Runtime Guardrails for AI That Browses the Web

The Problem: Static Allowlists Cannot Handle Dynamic Browsing

AI agents do not follow predictable paths. They follow links, get redirected, encounter new domains mid-session, and discover URLs that no pre-flight check could have anticipated.

Pre-Flight Checks Fail at Runtime

Most agent governance frameworks implement pre-flight validation: before the agent starts its task, a list of approved domains is compiled and loaded. The agent is told "you may visit these 50 domains." This approach fails catastrophically in practice because web browsing is inherently dynamic. A Google search for "enterprise software pricing" returns links the pre-flight list never anticipated. A redirect chain from an approved domain lands the agent on an unapproved one. An embedded iframe loads content from a third-party ad network. Every one of these runtime events bypasses the pre-flight allowlist entirely.

Redirect chains: An approved URL redirects through 2-3 intermediate domains before reaching the final destination — none of the intermediate domains were on the allowlist
Dynamic link discovery: Agents following search results or scraping link directories encounter URLs that did not exist at pre-flight time
Session drift: Multi-step browsing tasks accumulate navigation events over minutes or hours — the further into the session, the further from the original allowlist
Embedded content: Iframes, JavaScript-loaded resources, and API calls from visited pages pull content from domains the agent never explicitly navigated to

The Solution: In-Line Guardrails That Execute at Navigation Time

Runtime guardrails intercept every navigation event — not just the initial task URL, but every subsequent click, redirect, iframe load, and API call — and evaluate it against your policy rules in real-time. The evaluation uses a pre-classified domain database with 102 million entries, delivering sub-millisecond lookup times with zero external API dependencies. The classification is deterministic (no model inference, no hallucination risk) and the policy decision (allow, block, log, or escalate) executes before the HTTP request fires.

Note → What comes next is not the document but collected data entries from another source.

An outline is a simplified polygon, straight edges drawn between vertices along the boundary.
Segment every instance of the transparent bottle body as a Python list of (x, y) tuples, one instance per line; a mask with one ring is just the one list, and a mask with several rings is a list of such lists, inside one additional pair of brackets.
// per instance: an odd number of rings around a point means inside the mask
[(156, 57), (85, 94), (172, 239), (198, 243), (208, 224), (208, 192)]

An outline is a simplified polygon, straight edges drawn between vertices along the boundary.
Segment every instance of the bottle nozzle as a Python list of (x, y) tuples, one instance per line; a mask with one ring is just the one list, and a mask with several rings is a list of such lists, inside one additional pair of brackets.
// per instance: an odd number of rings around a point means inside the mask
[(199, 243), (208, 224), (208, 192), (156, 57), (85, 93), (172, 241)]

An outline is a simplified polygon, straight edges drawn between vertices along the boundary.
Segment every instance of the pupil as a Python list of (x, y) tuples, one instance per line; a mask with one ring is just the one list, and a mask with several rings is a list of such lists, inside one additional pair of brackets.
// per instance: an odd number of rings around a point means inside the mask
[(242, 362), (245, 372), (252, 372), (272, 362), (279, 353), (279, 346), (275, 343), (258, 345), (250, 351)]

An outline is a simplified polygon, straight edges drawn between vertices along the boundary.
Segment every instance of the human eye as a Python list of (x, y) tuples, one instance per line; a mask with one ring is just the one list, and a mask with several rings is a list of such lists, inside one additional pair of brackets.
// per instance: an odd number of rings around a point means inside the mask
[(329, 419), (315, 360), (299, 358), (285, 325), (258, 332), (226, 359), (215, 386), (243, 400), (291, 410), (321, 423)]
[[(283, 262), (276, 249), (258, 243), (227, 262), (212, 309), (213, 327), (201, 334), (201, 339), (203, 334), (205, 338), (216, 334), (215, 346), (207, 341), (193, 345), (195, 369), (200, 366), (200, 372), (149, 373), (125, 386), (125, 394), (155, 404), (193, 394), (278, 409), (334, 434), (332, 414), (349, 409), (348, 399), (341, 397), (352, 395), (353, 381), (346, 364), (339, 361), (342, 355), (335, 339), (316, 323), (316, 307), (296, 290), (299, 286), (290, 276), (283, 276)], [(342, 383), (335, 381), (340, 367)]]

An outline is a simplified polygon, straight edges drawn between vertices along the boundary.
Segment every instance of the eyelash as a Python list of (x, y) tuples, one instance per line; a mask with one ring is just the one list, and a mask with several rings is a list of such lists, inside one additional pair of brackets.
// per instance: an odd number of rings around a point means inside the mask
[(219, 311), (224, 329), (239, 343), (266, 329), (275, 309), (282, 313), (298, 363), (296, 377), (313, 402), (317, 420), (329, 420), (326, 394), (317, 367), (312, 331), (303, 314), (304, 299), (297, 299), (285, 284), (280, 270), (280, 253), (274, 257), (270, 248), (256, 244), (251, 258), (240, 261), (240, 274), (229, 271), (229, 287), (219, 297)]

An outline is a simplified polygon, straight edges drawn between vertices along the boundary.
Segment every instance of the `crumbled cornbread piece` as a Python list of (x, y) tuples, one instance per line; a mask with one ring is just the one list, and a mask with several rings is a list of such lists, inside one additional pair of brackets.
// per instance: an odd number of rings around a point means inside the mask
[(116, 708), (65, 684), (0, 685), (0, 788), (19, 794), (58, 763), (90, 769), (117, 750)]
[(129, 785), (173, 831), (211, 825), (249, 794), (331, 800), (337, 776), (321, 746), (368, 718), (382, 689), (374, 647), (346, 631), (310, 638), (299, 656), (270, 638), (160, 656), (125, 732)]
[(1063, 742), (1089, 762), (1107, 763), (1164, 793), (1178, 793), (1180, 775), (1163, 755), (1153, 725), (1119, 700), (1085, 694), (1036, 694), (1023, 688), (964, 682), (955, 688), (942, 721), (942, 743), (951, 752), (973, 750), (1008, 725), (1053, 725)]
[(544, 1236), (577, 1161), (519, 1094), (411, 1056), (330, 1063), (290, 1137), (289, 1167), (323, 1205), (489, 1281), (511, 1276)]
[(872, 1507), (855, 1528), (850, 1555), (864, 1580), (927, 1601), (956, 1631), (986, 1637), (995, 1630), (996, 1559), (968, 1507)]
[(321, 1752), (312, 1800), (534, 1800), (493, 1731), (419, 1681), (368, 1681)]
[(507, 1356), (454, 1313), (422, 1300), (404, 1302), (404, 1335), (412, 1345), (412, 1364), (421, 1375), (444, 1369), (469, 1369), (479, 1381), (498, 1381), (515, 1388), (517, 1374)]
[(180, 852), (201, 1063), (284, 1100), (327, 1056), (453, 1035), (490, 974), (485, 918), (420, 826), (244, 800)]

This architecture treats your agent's browser session like a network firewall treats packet flows: every request is inspected, classified, and either permitted or dropped based on policy rules. The difference is that instead of IP addresses and ports, the guardrail operates on URLs, IAB categories, page types, and reputation scores — giving your security team the same visibility and control over agent web traffic that they already have over employee web traffic.

How Runtime Guardrails Work

Four stages of in-line policy enforcement during an active agent browsing session

Navigation Intent Capture

The guardrail hooks into the agent's browser automation layer (Playwright, Puppeteer, Selenium, or direct CDP) and intercepts every navigation event before it executes. This includes explicit navigations (agent clicks a link), implicit navigations (JavaScript redirects), and passive loads (iframes, fetch calls). The interception point is synchronous — the browser blocks until the guardrail returns a verdict.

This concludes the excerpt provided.